Je découvre tout au long de l’expérimentation, le nombre impressionnant de projets que cette famille met en œuvre. Monsieur se met à son compte comme réparateur de vélos et mobylettes. Il répond à une commande de son tuteur de lui construire une remorque. Ils remboursent l’argent qu’ils doivent aux uns et aux autres. Les enfants vont à l’école avec les fournitures scolaires. Ils reçoivent de la part de leurs parents des jouets pour Noël. Ils peuvent louer une tente et partir camper en vacances, certes pas loin de chez eux parce qu’ils n’ont pas de voiture et transportent tout le matériel avec une mobylette.

  • À partir de ce moment, les enfants retrouvent un sourire, une joie d’enfant. On ne les voit plus demander de l’argent. La famille rompt avec la mendicité. Ils font l’expérience qu’autre chose est possible pour eux.

Madame me dira : “ le revenu garanti ça nous a permis d’acheter à manger davantage. Ça nous a permis un peu plus d’arriver au budget correctement. On arrive à joindre les deux bouts. Le tuteur nous a laissé gérer nous-mêmes. On a acheté lits, matelas, buffet… Mon mari a acheté des outils, le matériel qu’il lui fallait pour réparer les vélos, les mobylettes… J’ai payé les classeurs, les feuilles, les crayons tout ce qu’il faut aux enfants quand ils vont à l’école. Les gosses étaient contents. Avant quand ils demandaient quelque chose, je ne pouvais pas. On a acheté un vélo de cross à Noël. L’aîné a besoin de lunettes, les verres étaient remboursés mais pas la monture, j’ai pu lui payer ”. Ils ont participé très activement à l’évaluation de cette expérience, conscients de pouvoir ainsi améliorer la loi pour qu’elle serve les plus pauvres.
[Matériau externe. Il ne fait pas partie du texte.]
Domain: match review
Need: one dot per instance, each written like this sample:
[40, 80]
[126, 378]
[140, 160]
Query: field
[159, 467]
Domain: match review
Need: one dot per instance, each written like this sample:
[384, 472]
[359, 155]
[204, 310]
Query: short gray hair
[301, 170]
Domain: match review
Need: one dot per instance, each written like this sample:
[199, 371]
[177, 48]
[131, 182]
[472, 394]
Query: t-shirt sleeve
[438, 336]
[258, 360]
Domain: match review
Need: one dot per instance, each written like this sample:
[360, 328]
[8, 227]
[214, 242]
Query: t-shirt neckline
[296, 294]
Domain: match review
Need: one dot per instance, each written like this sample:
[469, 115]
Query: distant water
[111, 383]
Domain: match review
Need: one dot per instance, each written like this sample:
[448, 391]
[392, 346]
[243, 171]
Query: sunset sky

  • Monsieur dira : “ ça s’arrête pour nous, mais il faut que d’autres puissent avoir ce revenu. Il faut le dire au gouvernement. J’ai prouvé qu’on peut s’en sortir. J’ai été dans la misère, sûrement plus que certains, plus qu’on peut l’imaginer. Les pauvres resteront toujours pauvres, à moins d’un miracle. Les pauvres, c’est pas eux qui se plaignent le plus, ceux que tu entends le plus… Parce qu’on est pauvre, on nous met en-dessous. On a autant de mérite qu’un riche. On essaie de travailler pour que nos enfants réussissent dans la vie ”.

Leur histoire est racontée dans l’évaluation sous le titre “ Un an sans retourner chiner ”.
Dans les années qui ont suivi, le “revenu familial minimum garanti” inspirera le revenu minimum d’insertion (RMI). Celui-ci n’est pas attaché à une politique globale, la faiblesse de son montant et de l’insertion ne permet pas aux familles la réalisation d’autant de projets. Toutefois, il représente un filet de protection pour toute personne en situation de précarité.